Fantasy Games Usborne 1984

Fantasy Games Usborne 1984-2

Fantasy Games Usborne 1984-3

Fantasy Games Usborne 1984-4

I’m happy to say that Usborne has made this wonderful book available, along with several other early computer and coding books, right here.

Sirs, since when is a scholar a good fighter?

7 Responses to “<em>Write Your Own Fantasy Games for Your Microcomputer</em> (Usborne, 1984)”

  1. 1 narvo February 9, 2016 at 9:51 pm

    WOW! That’s so cool that they’ve provided the old ’80s coding books for FREE! Not only that, they actually provide explanations for each line or arrays of code. That was something the old Compute! mags never did, which was a nightmare for noob BASIC dabblers like myself, when it came to debugging and hacking.

    Now to hop on to my trusty TRS-80 emulator and relive those golden days of handcoding programs…

    • 2 narvo February 9, 2016 at 10:00 pm

      lol, on the Island of Secrets game, as it’s more complex, they even recommend the coding to be a 2-man operation. “See if you can persuade someone to read the listing out to you.” Hahahahah good luck!

      “As soon as you begin to feel irritable or panicky, STOP. You can always save what you have done and continue later.”
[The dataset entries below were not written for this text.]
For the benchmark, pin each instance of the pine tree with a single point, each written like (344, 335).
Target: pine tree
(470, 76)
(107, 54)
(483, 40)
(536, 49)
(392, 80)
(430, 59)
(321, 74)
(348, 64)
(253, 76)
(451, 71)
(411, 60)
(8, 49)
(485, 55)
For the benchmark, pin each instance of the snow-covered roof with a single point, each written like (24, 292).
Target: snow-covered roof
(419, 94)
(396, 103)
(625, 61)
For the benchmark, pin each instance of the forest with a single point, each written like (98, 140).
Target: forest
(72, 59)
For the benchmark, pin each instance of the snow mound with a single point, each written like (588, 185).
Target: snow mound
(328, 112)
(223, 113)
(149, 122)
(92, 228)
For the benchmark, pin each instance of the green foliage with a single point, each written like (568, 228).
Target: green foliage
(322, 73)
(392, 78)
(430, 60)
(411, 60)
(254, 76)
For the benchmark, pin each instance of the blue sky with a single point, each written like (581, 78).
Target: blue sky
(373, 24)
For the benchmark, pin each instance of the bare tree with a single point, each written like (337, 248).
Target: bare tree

      That’s one thing I totally remember about coding in those old games from COMPUTE! …my eyes would be totally burning from reading and typing in all those lines of code. But I wanted to play the game so bad, I would hold out until my eyes were on fire. Geez..

    • 3 2W2N February 9, 2016 at 10:27 pm

      These are way cooler than the programming books made in the U.S.

      • 4 narvo February 10, 2016 at 6:33 pm

        Totally. Not only do they explain the code, they also encourage you to tweak the game by changing values in certain lines. It’s way more encouraging and fun that way. Why weren’t the U.S. programming books as immersive and kid-friendly as these??

        I remember going to my local library from 1983-85 (jr. high) and looking through so many different programming and DIY computer game books, and none of them ever had any real in-depth explanation as to what the code was accomplishing. Even if they did, it was super dry.

  2. 5 Sevenwinds February 10, 2016 at 1:25 am

    This is so so cool. Wish someone would do this for today and make it a kickstarter or something. I’d throw my money at it. I never knew of these books as a kid, 41 now.

  3. 7 Richard McKenna February 10, 2016 at 2:55 pm

    Pretty sure that Usborne were some kind of alien initiative to increase human intelligence or prepare us for the arrival of the galactic masters or something, presumably in a mothership that looked like one of those cool Usborne hot air balloons.